类型推导

类型推导是如何工作的

Type inference refers to the process of deducing the types of later values from the types of input values. Julia's approach to inference has been described in blog posts (1, 2).

调试 compiler.jl

You can start a Julia session, edit compiler/*.jl (for example to insert print statements), and then replace Core.Compiler in your running session by navigating to base and executing include("compiler/compiler.jl"). This trick typically leads to much faster development than if you rebuild Julia for each change.

Alternatively, you can use the Revise.jl package to track the compiler changes by using the command Revise.track(Core.Compiler) at the beginning of your Julia session. As explained in the Revise documentation, the modifications to the compiler will be reflected when the modified files are saved.

A convenient entry point into inference is typeinf_code. Here's a demo running inference on convert(Int, UInt(1)):

# Get the method
atypes = Tuple{Type{Int}, UInt}  # argument types
mths = methods(convert, atypes)  # worth checking that there is only one
m = first(mths)

# Create variables needed to call `typeinf_code`
interp = Core.Compiler.NativeInterpreter()
sparams = Core.svec()      # this particular method doesn't have type-parameters
optimize = true            # run all inference optimizations
types = Tuple{typeof(convert), atypes.parameters...} # Tuple{typeof(convert), Type{Int}, UInt}
Core.Compiler.typeinf_code(interp, m, types, sparams, optimize)

If your debugging adventures require a MethodInstance, you can look it up by calling Core.Compiler.specialize_method using many of the variables above. A CodeInfo object may be obtained with

# Returns the CodeInfo object for `convert(Int, ::UInt)`:
ci = (@code_typed convert(Int, UInt(1)))[1]

The inlining algorithm (inline_worthy)

Much of the hardest work for inlining runs in inlining_pass. However, if your question is "why didn't my function inline?" then you will most likely be interested in isinlineable and its primary callee, inline_worthy. isinlineable handles a number of special cases (e.g., critical functions like next and done, incorporating a bonus for functions that return tuples, etc.). The main decision-making happens in inline_worthy, which returns true if the function should be inlined.

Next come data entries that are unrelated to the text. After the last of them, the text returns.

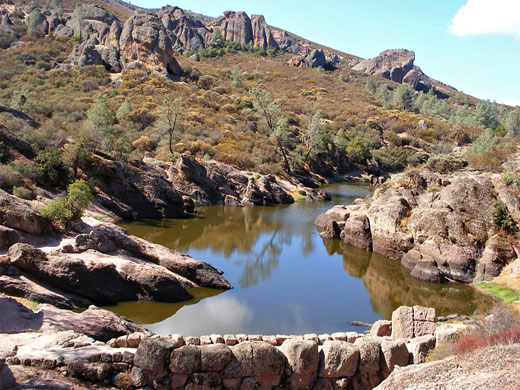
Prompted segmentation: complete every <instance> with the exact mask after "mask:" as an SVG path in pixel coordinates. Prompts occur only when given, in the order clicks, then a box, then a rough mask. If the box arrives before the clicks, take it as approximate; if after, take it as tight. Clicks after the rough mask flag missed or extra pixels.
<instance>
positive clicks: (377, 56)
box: [352, 49, 433, 92]
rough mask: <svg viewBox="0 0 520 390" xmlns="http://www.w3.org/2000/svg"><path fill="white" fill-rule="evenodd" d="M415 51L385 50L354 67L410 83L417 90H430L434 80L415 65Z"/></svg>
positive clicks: (403, 50) (368, 73) (375, 74)
mask: <svg viewBox="0 0 520 390" xmlns="http://www.w3.org/2000/svg"><path fill="white" fill-rule="evenodd" d="M414 61H415V53H414V52H413V51H411V50H404V49H395V50H385V51H384V52H382V53H381V54H379V55H378V56H377V57H374V58H372V59H370V60H365V61H361V62H360V63H358V64H357V65H355V66H354V67H353V68H352V69H354V70H358V71H364V72H366V73H368V74H371V75H375V76H381V77H383V78H385V79H388V80H392V81H395V82H397V83H402V84H405V85H408V86H409V87H410V88H412V89H414V90H416V91H424V92H427V91H429V90H430V89H431V88H432V86H433V80H432V79H430V78H429V77H428V76H426V75H425V74H424V73H423V72H422V70H421V69H420V68H419V67H417V66H415V65H414Z"/></svg>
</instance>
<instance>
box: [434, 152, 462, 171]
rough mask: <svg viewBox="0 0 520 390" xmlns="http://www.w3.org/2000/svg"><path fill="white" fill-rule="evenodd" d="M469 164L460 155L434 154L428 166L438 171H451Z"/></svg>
mask: <svg viewBox="0 0 520 390" xmlns="http://www.w3.org/2000/svg"><path fill="white" fill-rule="evenodd" d="M467 165H468V163H467V161H465V160H463V159H461V158H460V157H454V156H450V155H441V156H432V157H430V159H429V160H428V162H427V163H426V166H427V167H428V168H429V169H431V170H432V171H434V172H437V173H450V172H454V171H458V170H460V169H462V168H464V167H466V166H467Z"/></svg>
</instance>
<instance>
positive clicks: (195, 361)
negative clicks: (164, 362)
mask: <svg viewBox="0 0 520 390" xmlns="http://www.w3.org/2000/svg"><path fill="white" fill-rule="evenodd" d="M169 369H170V371H171V372H172V373H174V374H187V375H189V374H192V373H194V372H197V371H199V370H200V369H201V348H200V347H197V346H194V345H185V346H183V347H180V348H176V349H174V350H173V351H172V353H171V356H170V367H169Z"/></svg>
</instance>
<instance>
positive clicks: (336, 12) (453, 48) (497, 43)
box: [132, 0, 520, 104]
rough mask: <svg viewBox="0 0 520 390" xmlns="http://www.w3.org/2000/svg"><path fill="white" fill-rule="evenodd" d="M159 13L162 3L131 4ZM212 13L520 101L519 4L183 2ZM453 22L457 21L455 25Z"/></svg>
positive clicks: (182, 0) (371, 0)
mask: <svg viewBox="0 0 520 390" xmlns="http://www.w3.org/2000/svg"><path fill="white" fill-rule="evenodd" d="M132 4H134V5H139V6H143V7H147V8H160V7H161V6H163V5H166V4H168V2H167V1H163V0H151V1H150V0H147V1H144V0H132ZM169 4H170V5H177V6H179V7H181V8H184V9H190V10H192V11H194V12H198V13H202V14H205V15H208V16H219V15H221V14H222V13H223V12H224V11H226V10H233V11H246V12H247V13H248V14H249V15H252V14H262V15H264V16H265V18H266V21H267V23H268V24H270V25H272V26H276V27H280V28H283V29H285V30H287V31H290V32H293V33H295V34H297V35H300V36H302V37H303V38H306V39H308V40H311V41H314V42H317V43H320V44H322V45H325V46H329V47H332V48H334V49H337V50H340V51H344V52H346V53H349V54H353V55H357V56H360V57H364V58H371V57H374V56H376V55H377V54H379V53H380V52H381V51H383V50H386V49H393V48H405V49H410V50H414V51H415V53H416V65H418V66H420V67H421V68H422V69H423V71H424V72H425V73H426V74H427V75H429V76H431V77H433V78H435V79H437V80H440V81H442V82H445V83H447V84H450V85H452V86H453V87H455V88H457V89H459V90H461V91H464V92H465V93H468V94H470V95H473V96H476V97H479V98H481V99H490V100H496V101H499V102H507V103H514V104H520V77H518V73H519V70H520V0H435V1H432V0H400V1H391V0H322V1H310V0H299V1H297V0H283V1H282V0H261V1H238V0H212V1H209V0H179V1H173V0H171V1H170V2H169ZM454 19H455V22H454Z"/></svg>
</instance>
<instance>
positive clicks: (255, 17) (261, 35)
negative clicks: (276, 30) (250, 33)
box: [251, 15, 279, 49]
mask: <svg viewBox="0 0 520 390" xmlns="http://www.w3.org/2000/svg"><path fill="white" fill-rule="evenodd" d="M251 27H252V29H253V46H255V47H263V48H264V49H267V48H268V47H272V48H275V49H279V47H278V43H277V42H276V40H275V39H274V36H273V33H272V32H271V29H270V28H269V26H268V25H267V23H266V21H265V18H264V17H263V16H262V15H252V16H251Z"/></svg>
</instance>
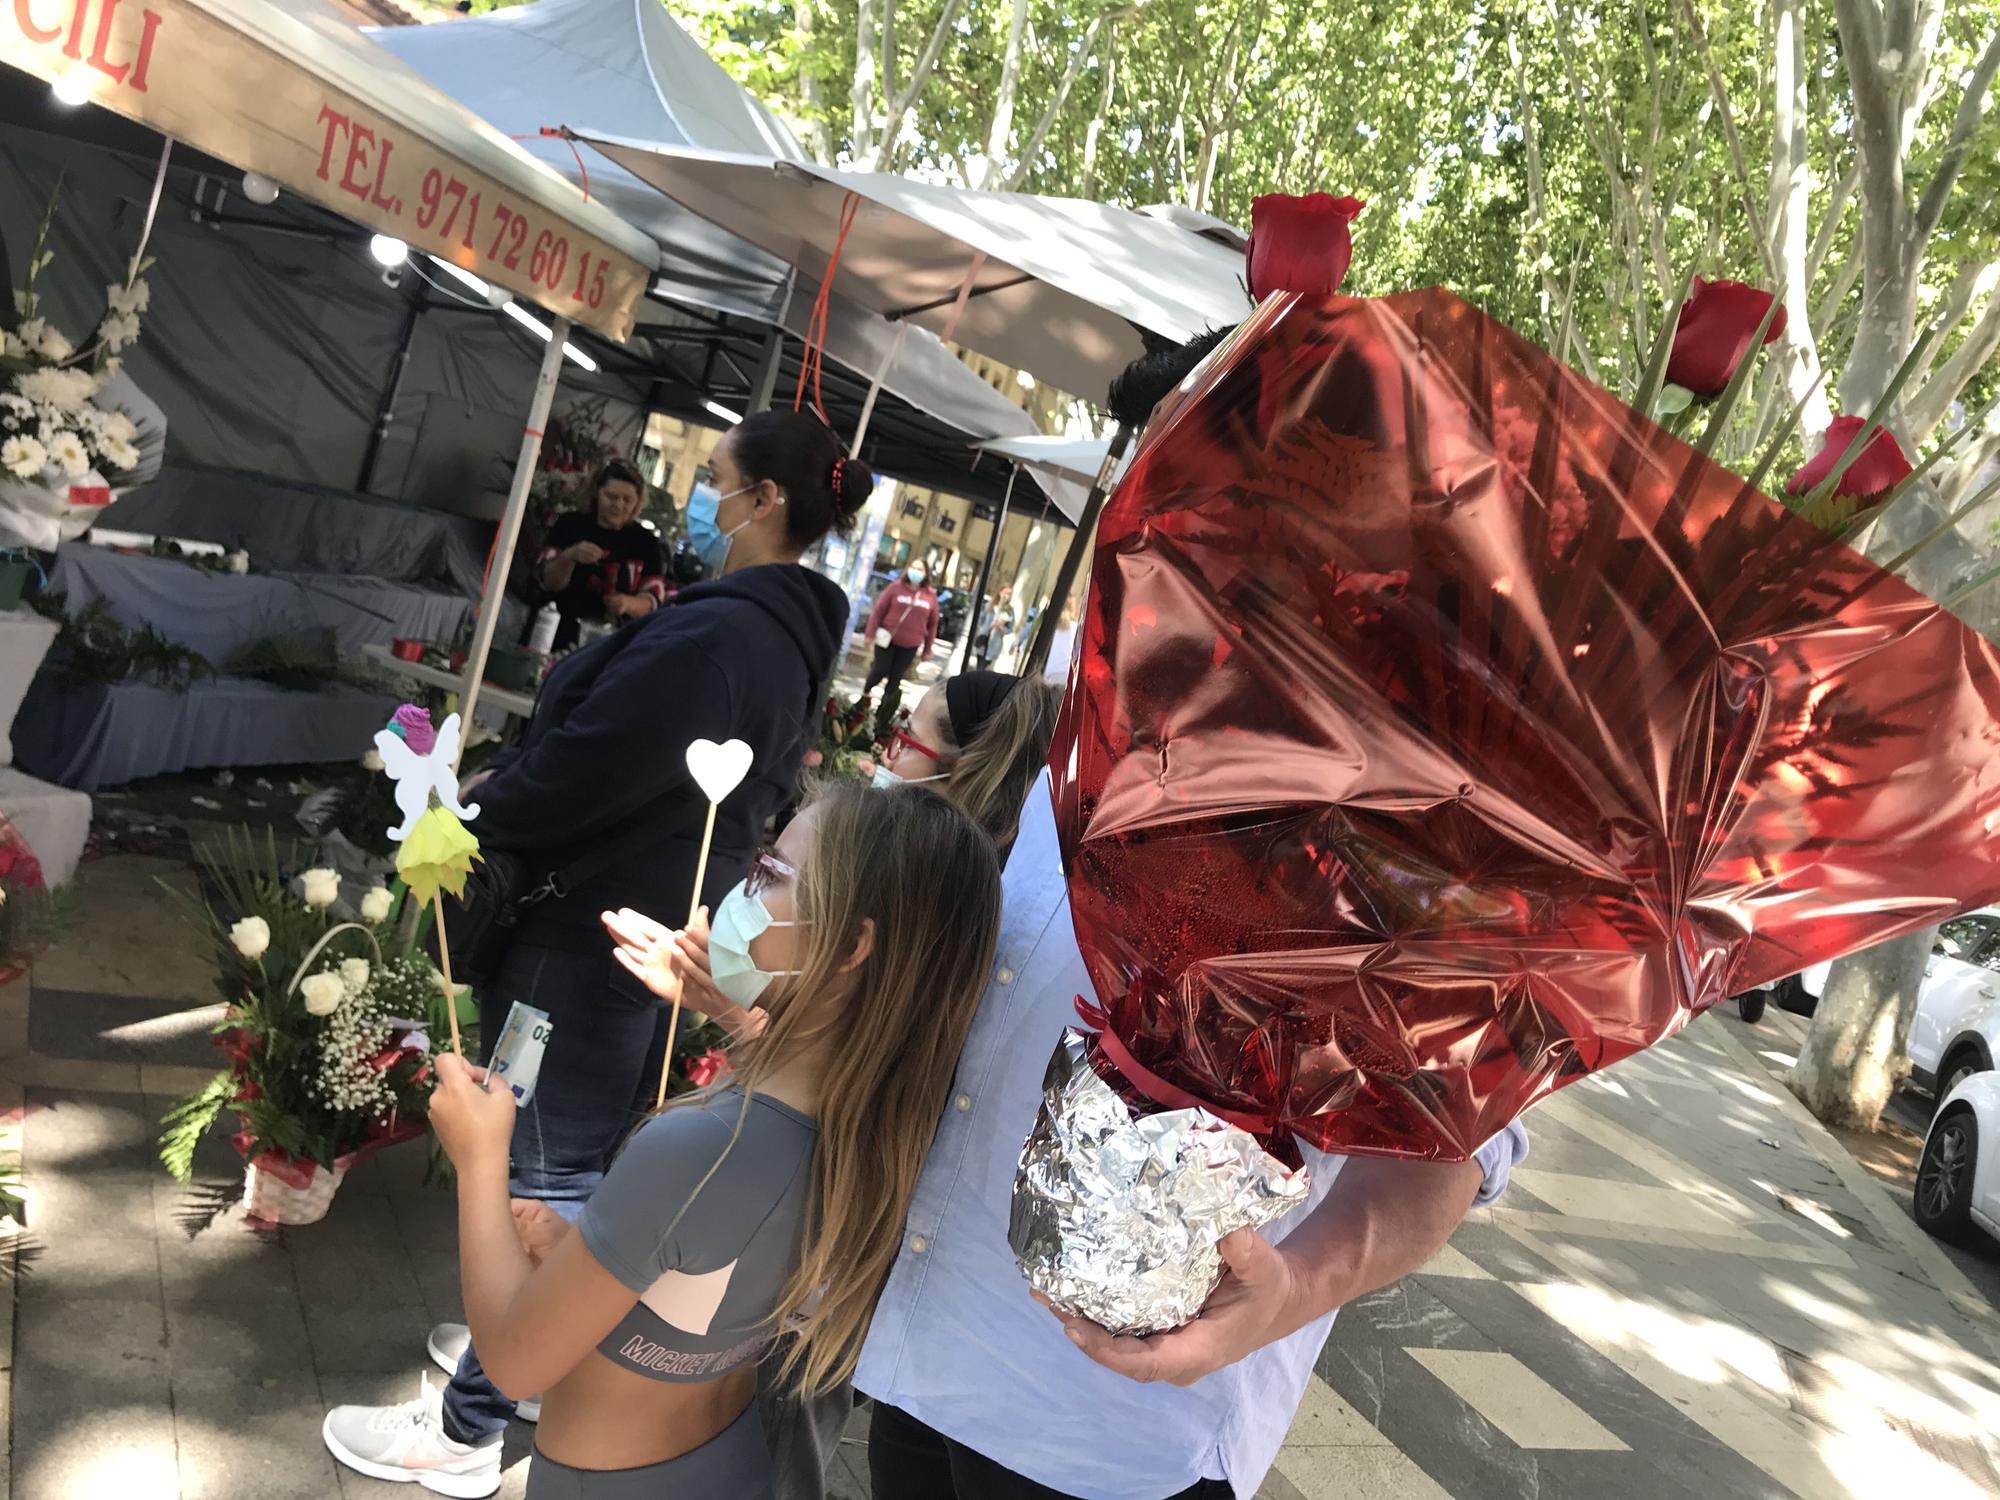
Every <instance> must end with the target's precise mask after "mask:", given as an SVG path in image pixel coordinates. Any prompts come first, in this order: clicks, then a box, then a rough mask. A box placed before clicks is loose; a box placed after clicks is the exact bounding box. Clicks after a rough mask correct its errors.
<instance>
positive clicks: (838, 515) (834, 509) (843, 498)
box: [830, 456, 874, 536]
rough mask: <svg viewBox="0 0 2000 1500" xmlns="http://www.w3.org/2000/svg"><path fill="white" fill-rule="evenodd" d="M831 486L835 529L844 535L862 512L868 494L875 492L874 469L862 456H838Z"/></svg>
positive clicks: (830, 484) (832, 474) (865, 505)
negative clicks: (849, 526) (862, 461)
mask: <svg viewBox="0 0 2000 1500" xmlns="http://www.w3.org/2000/svg"><path fill="white" fill-rule="evenodd" d="M830 488H832V492H834V530H836V532H840V534H842V536H844V534H846V530H848V526H850V524H852V522H854V518H856V516H858V514H862V506H866V504H868V496H872V494H874V470H872V468H868V464H864V462H862V460H860V458H846V456H842V458H836V460H834V472H832V482H830Z"/></svg>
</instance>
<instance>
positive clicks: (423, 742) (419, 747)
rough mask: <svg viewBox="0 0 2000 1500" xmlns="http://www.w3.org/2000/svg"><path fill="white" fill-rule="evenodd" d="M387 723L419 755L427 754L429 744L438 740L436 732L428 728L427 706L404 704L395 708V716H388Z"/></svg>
mask: <svg viewBox="0 0 2000 1500" xmlns="http://www.w3.org/2000/svg"><path fill="white" fill-rule="evenodd" d="M388 724H390V728H392V730H396V734H400V736H402V738H404V742H406V744H408V746H410V748H412V750H416V754H420V756H428V754H430V746H434V744H436V742H438V732H436V730H434V728H430V710H428V708H418V706H416V704H404V706H402V708H398V710H396V716H394V718H390V722H388Z"/></svg>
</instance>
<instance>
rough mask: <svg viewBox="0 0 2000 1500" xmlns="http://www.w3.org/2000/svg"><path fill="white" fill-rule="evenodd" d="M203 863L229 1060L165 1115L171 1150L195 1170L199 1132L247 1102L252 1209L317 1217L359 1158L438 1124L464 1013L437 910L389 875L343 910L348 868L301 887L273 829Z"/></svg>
mask: <svg viewBox="0 0 2000 1500" xmlns="http://www.w3.org/2000/svg"><path fill="white" fill-rule="evenodd" d="M204 874H206V876H208V882H210V884H212V886H214V888H216V890H218V892H220V896H222V910H218V908H216V906H212V904H208V902H200V904H198V906H196V912H194V918H196V926H198V928H200V930H202V932H204V936H206V938H208V942H210V946H212V950H214V956H216V966H218V986H220V990H222V994H224V998H226V1000H228V1014H226V1016H224V1020H222V1022H220V1024H218V1026H216V1046H218V1048H220V1050H222V1054H224V1056H226V1058H228V1066H226V1068H222V1070H220V1072H218V1074H216V1076H214V1078H212V1080H210V1082H208V1084H206V1086H204V1088H200V1090H198V1092H196V1094H192V1096H190V1098H186V1100H182V1102H180V1104H176V1106H174V1110H172V1112H168V1116H166V1118H164V1120H162V1134H160V1160H162V1162H164V1164H166V1168H168V1172H172V1174H174V1176H176V1178H178V1180H180V1182H186V1180H188V1178H190V1176H192V1170H194V1148H196V1144H198V1142H200V1138H202V1136H204V1134H206V1132H208V1128H210V1126H212V1124H214V1122H216V1120H218V1118H222V1116H224V1114H226V1112H234V1114H236V1118H238V1124H240V1128H238V1130H236V1136H234V1144H236V1150H238V1152H240V1154H242V1158H244V1186H246V1202H248V1208H250V1214H252V1216H254V1218H262V1220H270V1222H276V1224H312V1222H316V1220H318V1218H322V1216H324V1214H326V1210H328V1206H330V1204H332V1198H334V1192H336V1188H338V1186H340V1180H342V1178H344V1176H346V1172H348V1168H352V1166H354V1164H356V1162H358V1160H362V1158H364V1156H368V1154H372V1152H376V1150H382V1148H384V1146H392V1144H396V1142H402V1140H410V1138H414V1136H420V1134H422V1132H424V1124H426V1110H428V1100H430V1090H432V1054H434V1050H436V1048H434V1046H432V1036H440V1034H444V1032H446V1030H448V1024H450V1018H448V1014H446V1004H448V1002H446V996H444V988H442V982H440V978H438V972H436V970H434V968H432V964H430V960H428V958H426V956H424V954H422V950H420V946H418V944H420V936H422V916H424V914H422V912H418V910H412V912H410V918H412V920H408V922H398V918H400V916H402V912H400V908H402V904H404V902H402V896H404V892H402V890H398V888H388V886H376V888H374V890H370V892H366V894H364V896H362V898H360V904H358V906H360V920H356V922H340V920H336V918H334V916H332V912H330V908H332V904H334V902H336V900H338V894H340V878H338V876H336V874H334V872H332V870H306V872H304V874H302V876H300V888H302V890H300V894H298V896H294V894H292V890H290V882H288V880H286V878H284V874H282V870H280V858H278V852H276V846H274V842H270V840H268V838H266V842H264V844H262V846H260V844H258V842H256V840H252V838H248V836H236V838H230V840H228V842H226V846H224V856H222V860H208V862H204ZM464 998H466V996H458V1004H460V1008H464Z"/></svg>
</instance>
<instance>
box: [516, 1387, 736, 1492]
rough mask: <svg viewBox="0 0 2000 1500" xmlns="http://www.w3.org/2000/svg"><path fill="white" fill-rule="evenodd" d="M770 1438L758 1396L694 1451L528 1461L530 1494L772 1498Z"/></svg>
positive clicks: (541, 1455) (544, 1459) (528, 1470)
mask: <svg viewBox="0 0 2000 1500" xmlns="http://www.w3.org/2000/svg"><path fill="white" fill-rule="evenodd" d="M770 1494H772V1488H770V1444H766V1442H764V1422H762V1420H760V1418H758V1410H756V1402H750V1406H746V1408H744V1414H742V1416H738V1418H736V1420H734V1422H730V1426H726V1428H724V1430H722V1432H718V1434H716V1436H714V1438H710V1440H708V1442H704V1444H702V1446H700V1448H696V1450H694V1452H692V1454H682V1456H680V1458H668V1460H666V1462H664V1464H646V1466H642V1468H570V1466H568V1464H558V1462H554V1460H552V1458H544V1456H542V1454H536V1456H534V1462H530V1464H528V1500H770Z"/></svg>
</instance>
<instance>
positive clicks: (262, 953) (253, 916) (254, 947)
mask: <svg viewBox="0 0 2000 1500" xmlns="http://www.w3.org/2000/svg"><path fill="white" fill-rule="evenodd" d="M230 942H232V944H236V952H240V954H242V956H244V958H262V956H264V950H266V948H270V922H266V920H264V918H262V916H246V918H244V920H242V922H238V924H236V926H232V928H230Z"/></svg>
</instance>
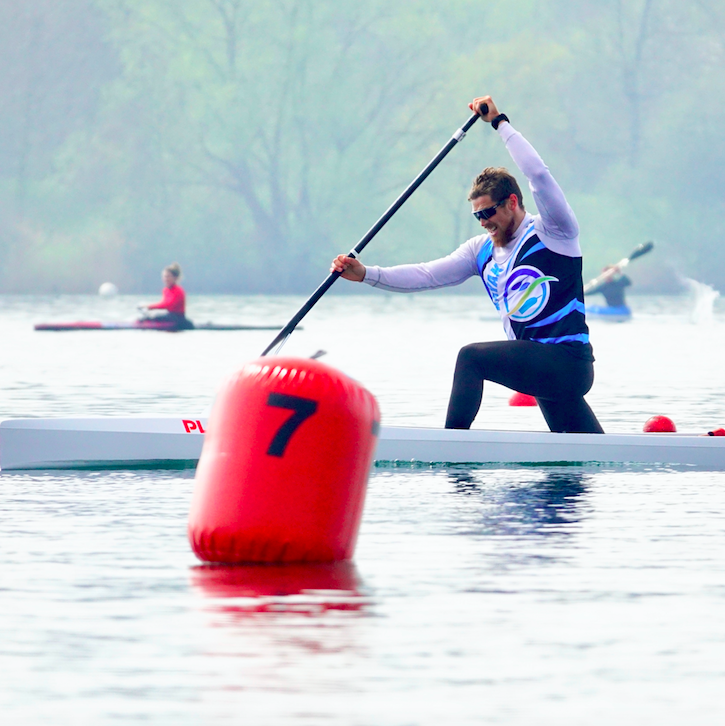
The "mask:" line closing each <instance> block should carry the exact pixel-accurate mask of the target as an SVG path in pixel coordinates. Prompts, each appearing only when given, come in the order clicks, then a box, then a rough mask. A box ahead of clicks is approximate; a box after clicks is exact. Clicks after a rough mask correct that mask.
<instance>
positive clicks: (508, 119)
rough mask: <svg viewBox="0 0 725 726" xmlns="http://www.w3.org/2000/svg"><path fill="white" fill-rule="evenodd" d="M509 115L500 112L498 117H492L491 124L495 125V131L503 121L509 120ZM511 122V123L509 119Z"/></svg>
mask: <svg viewBox="0 0 725 726" xmlns="http://www.w3.org/2000/svg"><path fill="white" fill-rule="evenodd" d="M508 120H509V117H508V116H507V115H506V114H505V113H500V114H499V115H498V116H496V118H493V119H491V126H493V130H494V131H498V125H499V124H500V123H501V121H508ZM509 123H511V122H510V121H509Z"/></svg>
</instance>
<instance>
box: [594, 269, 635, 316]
mask: <svg viewBox="0 0 725 726" xmlns="http://www.w3.org/2000/svg"><path fill="white" fill-rule="evenodd" d="M611 270H613V272H612V273H611V275H610V276H608V277H606V278H605V279H604V280H602V281H601V282H600V283H599V284H597V285H595V286H594V287H592V288H591V289H589V290H587V295H594V294H595V293H601V294H602V295H604V299H605V301H606V303H607V307H610V308H627V302H626V300H625V299H624V289H625V288H626V287H629V286H630V285H631V284H632V281H631V280H630V279H629V278H628V277H627V276H626V275H624V274H622V273H621V272H619V270H618V269H617V268H616V267H615V266H614V265H607V266H606V267H605V268H604V270H603V272H604V273H607V272H610V271H611ZM627 309H629V308H627Z"/></svg>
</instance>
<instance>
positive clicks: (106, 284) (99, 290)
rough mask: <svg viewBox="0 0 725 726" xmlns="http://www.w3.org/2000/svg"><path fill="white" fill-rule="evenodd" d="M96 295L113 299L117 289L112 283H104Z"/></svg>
mask: <svg viewBox="0 0 725 726" xmlns="http://www.w3.org/2000/svg"><path fill="white" fill-rule="evenodd" d="M98 294H99V295H100V296H101V297H113V296H114V295H118V288H117V287H116V286H115V285H114V284H113V283H112V282H104V283H103V284H102V285H101V286H100V287H99V288H98Z"/></svg>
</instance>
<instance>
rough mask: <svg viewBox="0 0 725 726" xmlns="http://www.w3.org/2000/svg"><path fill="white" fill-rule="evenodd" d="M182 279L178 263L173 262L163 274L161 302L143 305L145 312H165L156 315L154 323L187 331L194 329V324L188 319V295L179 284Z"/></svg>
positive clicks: (154, 315) (178, 264)
mask: <svg viewBox="0 0 725 726" xmlns="http://www.w3.org/2000/svg"><path fill="white" fill-rule="evenodd" d="M180 278H181V267H180V266H179V263H178V262H173V263H172V264H170V265H168V267H164V269H163V271H162V272H161V279H162V281H163V283H164V290H163V292H162V294H161V300H160V301H159V302H156V303H149V304H148V305H143V306H142V307H143V309H145V310H165V311H166V312H165V313H164V314H162V315H154V316H153V318H151V319H153V321H154V322H164V323H165V322H170V323H174V330H185V329H187V330H188V329H189V328H193V327H194V324H193V323H192V322H191V320H189V319H188V318H187V317H186V293H184V288H183V287H181V285H179V284H178V282H179V279H180Z"/></svg>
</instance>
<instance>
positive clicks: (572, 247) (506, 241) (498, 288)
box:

inline_worthy implements a cost-model, where "cheap" functions get inlined; more specifically, we inline functions if their anticipated run-time is not large compared to the time it would take to issue a call to them if they were not inlined. The cost-model is extremely simple and ignores many important details: for example, all for loops are analyzed as if they will be executed once, and the cost of an if...else...end includes the summed cost of all branches. It's also worth acknowledging that we currently lack a suite of functions suitable for testing how well the cost model predicts the actual run-time cost, although BaseBenchmarks provides a great deal of indirect information about the successes and failures of any modification to the inlining algorithm.

The foundation of the cost-model is a lookup table, implemented in add_tfunc and its callers, that assigns an estimated cost (measured in CPU cycles) to each of Julia's intrinsic functions. These costs are based on standard ranges for common architectures (see Agner Fog's analysis for more detail).

We supplement this low-level lookup table with a number of special cases. For example, an :invoke expression (a call for which all input and output types were inferred in advance) is assigned a fixed cost (currently 20 cycles). In contrast, a :call expression, for functions other than intrinsics/builtins, indicates that the call will require dynamic dispatch, in which case we assign a cost set by Params.inline_nonleaf_penalty (currently set at 1000). Note that this is not a "first-principles" estimate of the raw cost of dynamic dispatch, but a mere heuristic indicating that dynamic dispatch is extremely expensive.

Each statement gets analyzed for its total cost in a function called statement_cost. You can display the cost associated with each statement as follows:

julia> Base.print_statement_costs(stdout, map, (typeof(sqrt), Tuple{Int},)) # map(sqrt, (2,))
map(f, t::Tuple{Any}) in Base at tuple.jl:179
  0 1 ─ %1  = Base.getfield(_3, 1, true)::Int64
  1 │   %2  = Base.sitofp(Float64, %1)::Float64
  2 │   %3  = Base.lt_float(%2, 0.0)::Bool
  0 └──       goto #3 if not %3
  0 2 ─       invoke Base.Math.throw_complex_domainerror(:sqrt::Symbol, %2::Float64)::Union{}
  0 └──       unreachable
 20 3 ─ %7  = Base.Math.sqrt_llvm(%2)::Float64
  0 └──       goto #4
  0 4 ─       goto #5
  0 5 ─ %10 = Core.tuple(%7)::Tuple{Float64}
  0 └──       return %10

The line costs are in the left column. This includes the consequences of inlining and other forms of optimization.